Best practices - AWS Prescriptive Guidance

Best practices

When developing with AWS Glue, consider the following best practices.

Develop locally first

To save on cost and time while building your ETL jobs, test your code and business logic locally first. For instructions on setting up a Docker container that can help you test AWS Glue ETL jobs both in a shell and in an integrated development environment (IDE), see the blog post Develop and test AWS Glue jobs locally using a Docker container.

Use AWS Glue interactive sessions

AWS Glue interactive sessions provide a serverless Spark backend, coupled with an open-source Jupyter kernel that integrates with notebooks and IDEs such as PyCharm, IntelliJ, and VS Code. By using interactive sessions, you can test your code on real datasets with the AWS Glue Spark backend and the IDE of your choice. To get started, follow the steps in Getting started with AWS Glue interactive sessions.

Use partitioning to query exactly what you need

Partitioning refers to dividing a large dataset into smaller partitions based on specific columns or keys. When data is partitioned, AWS Glue can perform selective scans on a subset of data that satisfies specific partitioning criteria, rather than scanning the entire dataset. This results in faster and more efficient query processing, especially when working with large datasets.

Partition data based on the queries that will be run against it. For example, if most queries filter on a particular column, partitioning on that column can greatly reduce query time. To learn more about partitioning data, see Work with partitioned data in AWS Glue.

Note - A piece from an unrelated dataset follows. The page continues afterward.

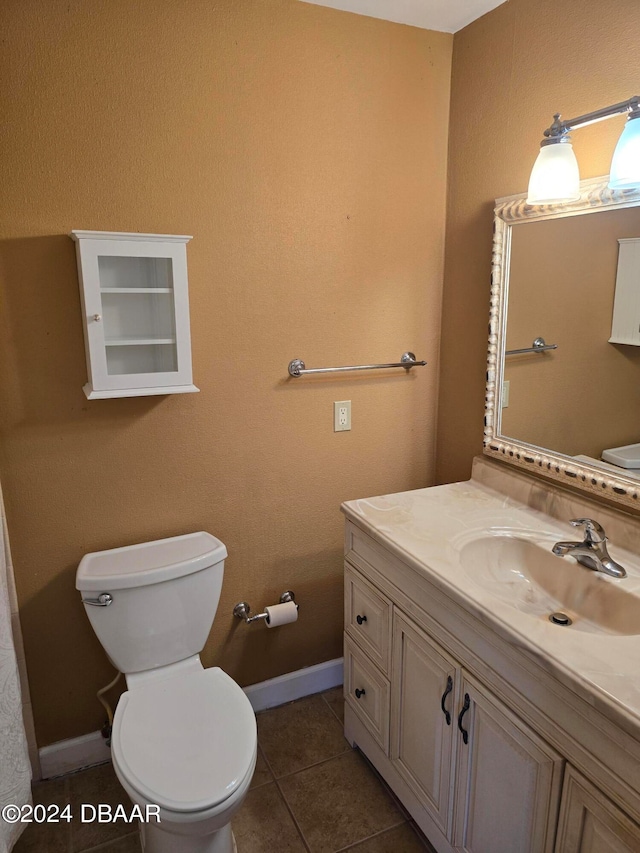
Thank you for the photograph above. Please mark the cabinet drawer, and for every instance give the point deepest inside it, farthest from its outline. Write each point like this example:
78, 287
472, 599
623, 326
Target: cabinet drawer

Optimize memory management

Memory management is crucial when writing AWS Glue ETL jobs because they run on the Apache Spark engine, which is optimized for in-memory processing. The blog post Optimize memory management in AWS Glue provides details on the following memory management techniques:

  • Amazon S3 list implementation of AWS Glue

  • Grouping

  • Excluding irrelevant Amazon S3 paths and storage classes

  • Spark and AWS Glue read partitioning

  • Bulk inserts

  • Join optimizations

  • PySpark user-defined functions (UDFs)

  • Incremental processing

Use efficient data storage formats

When authoring ETL jobs, we recommend outputting transformed data in a column-based data format. Columnar data formats, such as Apache Parquet and ORC, are commonly used in big data storage and analytics. They are designed to minimize data movement and maximize compression. These formats also enable splitting data to multiple readers for increased parallel reads during query processing.

Compressing data also helps reduce the amount of data stored, and it improves read/write operation performance. AWS Glue supports multiple compression formats natively. For more information about efficient data storage and compression, see Building a performance efficient data pipeline.

Use the appropriate type of scaling

Understanding when to scale horizontally (change the number of workers) or scale vertically (change the worker type) is important for AWS Glue because it can impact the cost and performance of the ETL jobs.

Generally, ETL jobs with complex transformations are more memory-intensive and require vertical scaling (for example, moving from the G.1X to the G.2X worker type). For compute-intensive ETL jobs with large volumes of data, we recommend horizontal scaling because AWS Glue is designed to process that data in parallel across multiple nodes.

Closely monitoring AWS Glue job metrics in Amazon CloudWatch helps you determine whether a performance bottleneck is caused by a lack of memory or compute. For more information about AWS Glue worker types and scaling, see Best practices to scale Apache Spark jobs and partition data with AWS Glue.